The five-time All-Star also had his temperature taken and logged. Any player who was showing a fever would not be granted access.

Once inside, each player had his own half court to work out on and an assistant coach, wearing a mask and gloves, accompanying him to pass and rebound.

“Latex gloves make your hands sweat more than I ever knew!” one Cavs coach told ESPN in a text message. “Definitely took a little to get used to with the gloves, but definitely the safest technique right now if you think about it.”

As inviting as it felt to be back on the hardwood, it was impossible to ignore the safety measures.

“It’s just going to change the way — at least for the foreseeable future — of not only how we interact but how we live in our daily lives. So for me, was it weird? Yeah,” Love said. “I had [Cavs assistant coach] Dan Geriot at my basket and having him rebound and pass me the ball with a mask and gloves on. It’s just odd. It’s just weird.”

Love was flanked by teammates Larry Nance Jr., Cedi Osman and Ante Zizic lining the other three main hoops during the joint workout time. NBA guidelines instruct teams to permit only four players to be in the building at a time, and they must maintain a distance of 12 feet between one another.

Still, they could communicate by shouting across the court.

“Cedi was talking his normal funny talk,” Love quipped. “Nobody listens to him.”

Each basket also had a corresponding table stocked with disinfectants, snacks, towels and water.

“Just making sure everything was separated so there wasn’t any cross contamination between the players,” Love said.

Love brought a pair of sneakers from home, and the team provided practice gear, in a bag, to change into and two designated basketballs to use.

With players being restricted to the practice court, weight room and training room, that meant the showers were off limits when the workout was finished.

“I changed my clothes and got out of there and showered at home,” Love said, “which doesn’t bode well for a guy like me who sweats a lot.”

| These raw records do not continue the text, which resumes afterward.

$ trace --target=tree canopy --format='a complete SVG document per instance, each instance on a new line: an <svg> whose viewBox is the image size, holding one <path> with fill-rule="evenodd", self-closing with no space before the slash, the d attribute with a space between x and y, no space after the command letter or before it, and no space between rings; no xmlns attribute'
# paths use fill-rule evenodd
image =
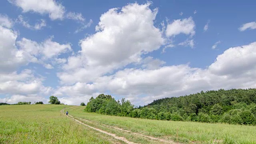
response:
<svg viewBox="0 0 256 144"><path fill-rule="evenodd" d="M85 110L104 114L160 120L256 125L256 89L201 91L154 100L135 107L110 95L92 97Z"/></svg>
<svg viewBox="0 0 256 144"><path fill-rule="evenodd" d="M50 97L50 101L48 102L51 104L60 104L60 101L58 99L58 98L56 96L52 96Z"/></svg>

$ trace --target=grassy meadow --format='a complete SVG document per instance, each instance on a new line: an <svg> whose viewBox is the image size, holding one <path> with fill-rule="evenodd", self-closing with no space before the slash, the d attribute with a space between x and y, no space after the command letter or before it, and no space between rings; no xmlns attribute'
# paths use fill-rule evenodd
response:
<svg viewBox="0 0 256 144"><path fill-rule="evenodd" d="M85 124L137 143L168 143L144 135L174 144L256 144L255 126L111 116L84 112L83 106L51 104L0 106L0 143L125 143L68 118L60 112L64 106Z"/></svg>
<svg viewBox="0 0 256 144"><path fill-rule="evenodd" d="M0 144L123 144L78 124L52 104L0 106Z"/></svg>
<svg viewBox="0 0 256 144"><path fill-rule="evenodd" d="M70 108L69 112L75 117L98 124L155 137L172 140L176 142L178 141L184 143L256 144L256 126L111 116L84 112L83 110L84 108L84 106L82 106L74 107ZM88 123L89 124L90 123Z"/></svg>

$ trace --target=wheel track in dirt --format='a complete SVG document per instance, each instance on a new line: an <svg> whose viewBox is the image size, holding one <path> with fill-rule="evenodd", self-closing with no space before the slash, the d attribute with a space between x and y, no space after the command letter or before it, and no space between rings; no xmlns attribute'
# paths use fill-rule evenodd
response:
<svg viewBox="0 0 256 144"><path fill-rule="evenodd" d="M71 107L70 108L74 108L75 107L77 107L78 106L74 106L74 107ZM61 112L62 112L63 114L65 114L63 112L63 110L64 110L64 109L62 109L62 111L61 111ZM98 125L102 125L102 126L104 126L105 127L108 127L108 128L110 128L115 129L116 129L116 130L121 130L122 131L125 132L128 132L128 133L130 133L130 134L135 134L135 135L139 135L140 136L150 138L150 139L152 139L152 140L158 140L158 141L159 141L161 142L166 142L166 143L171 144L182 144L182 143L175 142L174 142L174 141L172 141L172 140L165 140L165 139L161 139L161 138L155 138L155 137L151 136L149 136L145 135L144 135L144 134L140 134L140 133L136 133L136 132L132 132L129 131L129 130L124 130L123 129L122 129L122 128L117 128L117 127L114 127L114 126L108 126L108 125L106 125L104 124L99 124L99 123L97 123L97 122L93 122L90 121L90 120L86 120L86 119L84 119L84 118L75 117L74 117L74 116L71 116L71 115L70 115L70 114L68 115L68 116L69 116L70 118L73 119L74 120L75 120L77 122L78 122L79 123L81 123L82 124L85 125L86 125L86 126L88 126L88 127L90 127L90 128L93 128L93 129L95 128L95 129L98 129L98 130L101 130L102 131L106 132L106 133L108 134L107 134L106 133L106 134L108 134L109 135L110 135L110 136L114 136L114 136L113 136L112 135L115 135L115 136L117 137L117 138L120 138L119 139L118 139L118 138L116 138L116 139L118 139L118 140L122 140L122 141L124 141L124 142L126 142L126 143L127 143L127 142L130 142L130 143L127 143L128 144L136 144L136 143L134 143L133 142L129 142L128 140L126 140L126 139L125 138L123 138L123 137L119 137L116 136L115 135L115 134L110 133L109 133L109 132L105 132L105 131L102 130L100 130L100 129L98 129L98 128L95 128L93 127L92 127L91 126L90 126L87 125L87 124L83 123L82 122L81 122L81 121L80 121L79 120L78 120L74 118L76 118L77 119L80 119L80 120L84 120L84 121L85 121L86 122L90 122L90 123L93 123L93 124L98 124ZM103 132L103 133L105 133L105 132ZM126 141L125 141L124 140L122 140L122 138L124 138L124 139L126 140L127 141L127 142L126 142Z"/></svg>
<svg viewBox="0 0 256 144"><path fill-rule="evenodd" d="M72 108L74 108L74 107L72 107ZM60 112L62 112L63 114L65 114L65 113L63 112L63 110L64 110L64 109L62 109L60 111ZM67 115L67 116L69 118L74 120L76 121L77 122L78 122L78 123L79 123L80 124L83 124L83 125L84 125L84 126L88 126L88 127L89 127L89 128L91 128L92 129L94 129L94 130L97 130L97 131L98 131L98 132L102 132L103 133L106 134L107 134L107 135L108 135L109 136L113 136L115 139L118 140L122 140L122 141L123 142L126 142L126 143L127 143L128 144L139 144L138 143L135 143L135 142L130 142L129 140L127 140L125 138L117 136L114 134L112 134L112 133L109 133L109 132L107 132L106 131L105 131L104 130L101 130L100 129L99 129L99 128L94 128L94 127L92 127L92 126L90 126L89 125L87 125L87 124L84 124L82 122L81 122L81 121L79 121L78 120L76 120L76 119L75 119L74 118L74 116L71 116L70 115L68 114L68 115Z"/></svg>

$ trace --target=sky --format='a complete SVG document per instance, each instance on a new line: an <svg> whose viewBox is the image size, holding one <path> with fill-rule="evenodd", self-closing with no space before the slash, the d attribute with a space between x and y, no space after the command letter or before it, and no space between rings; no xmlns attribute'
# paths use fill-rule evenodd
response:
<svg viewBox="0 0 256 144"><path fill-rule="evenodd" d="M136 106L256 88L256 1L0 2L0 102Z"/></svg>

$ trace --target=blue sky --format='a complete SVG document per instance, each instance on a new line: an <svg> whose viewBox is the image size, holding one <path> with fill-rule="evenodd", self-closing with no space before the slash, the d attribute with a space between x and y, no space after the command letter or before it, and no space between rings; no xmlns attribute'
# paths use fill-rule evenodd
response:
<svg viewBox="0 0 256 144"><path fill-rule="evenodd" d="M256 87L254 1L0 4L0 102L104 93L138 105Z"/></svg>

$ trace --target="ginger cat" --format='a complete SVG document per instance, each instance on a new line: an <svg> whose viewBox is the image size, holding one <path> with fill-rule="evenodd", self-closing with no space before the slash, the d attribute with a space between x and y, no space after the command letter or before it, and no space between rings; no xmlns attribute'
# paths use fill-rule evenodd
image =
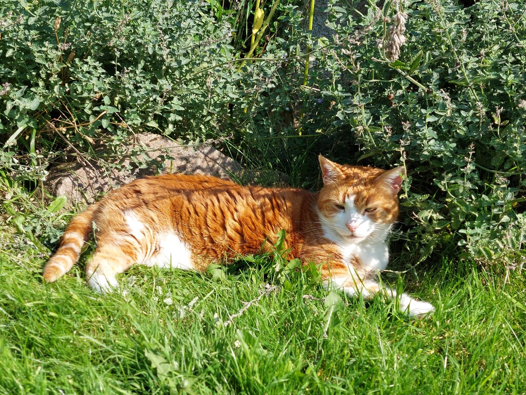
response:
<svg viewBox="0 0 526 395"><path fill-rule="evenodd" d="M118 288L116 275L135 263L203 271L210 262L268 251L284 229L288 259L318 265L326 288L366 299L379 293L398 298L411 316L433 311L430 304L376 281L388 263L386 239L398 214L403 168L319 159L323 186L318 193L201 175L135 180L71 221L44 278L51 282L69 271L92 235L96 249L86 279L106 292Z"/></svg>

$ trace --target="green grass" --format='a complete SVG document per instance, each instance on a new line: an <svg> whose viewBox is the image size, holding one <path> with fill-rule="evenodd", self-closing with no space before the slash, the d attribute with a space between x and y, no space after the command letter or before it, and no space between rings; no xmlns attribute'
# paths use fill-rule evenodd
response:
<svg viewBox="0 0 526 395"><path fill-rule="evenodd" d="M325 337L327 291L301 273L280 287L262 259L226 276L133 268L123 297L95 294L78 268L44 284L42 258L10 254L0 252L3 393L526 393L518 270L504 284L495 268L437 262L418 284L398 281L437 307L432 318L348 300ZM225 325L269 283L277 290Z"/></svg>

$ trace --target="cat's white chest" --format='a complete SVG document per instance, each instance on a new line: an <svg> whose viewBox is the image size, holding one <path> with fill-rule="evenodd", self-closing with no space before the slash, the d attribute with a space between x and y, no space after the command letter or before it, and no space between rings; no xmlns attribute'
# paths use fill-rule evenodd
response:
<svg viewBox="0 0 526 395"><path fill-rule="evenodd" d="M343 260L348 264L358 261L360 269L363 271L383 270L389 262L389 253L386 243L349 244L342 246L341 250Z"/></svg>

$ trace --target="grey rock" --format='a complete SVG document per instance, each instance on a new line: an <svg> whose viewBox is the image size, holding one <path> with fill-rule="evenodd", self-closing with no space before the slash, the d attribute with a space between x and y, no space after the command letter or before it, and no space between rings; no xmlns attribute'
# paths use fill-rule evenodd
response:
<svg viewBox="0 0 526 395"><path fill-rule="evenodd" d="M107 150L95 147L96 156ZM188 146L151 133L136 135L118 163L84 159L58 166L44 182L53 196L65 196L67 207L93 203L97 197L119 186L147 175L183 173L214 175L227 179L242 175L241 165L210 145Z"/></svg>

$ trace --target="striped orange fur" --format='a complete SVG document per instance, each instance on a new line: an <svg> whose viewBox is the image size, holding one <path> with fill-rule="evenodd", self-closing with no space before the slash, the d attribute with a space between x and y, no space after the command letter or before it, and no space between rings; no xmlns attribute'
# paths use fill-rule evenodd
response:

Love considered the workout a “dry run of what things could look like” when teams request their players come back into their home markets for group practices.

For now, Love said, the individual workouts three to four times a week will have to suffice.

“I feel like anybody who needs an escape or in everyday life is looking for any type of normalcy back doing something they love,” he said. “For me, I played 25-ish years of organized basketball, and this is the longest I’ve ever gone without touching [a basketball]. And it’s something I really, really enjoy doing.

“So for me, it definitely was a big dopamine hit, and it just felt great to get in there and sweat outside of doing my workouts at home or getting on a treadmill. Going out there and having some sense of normalcy and getting on the court and actually shooting was pretty uplifting.”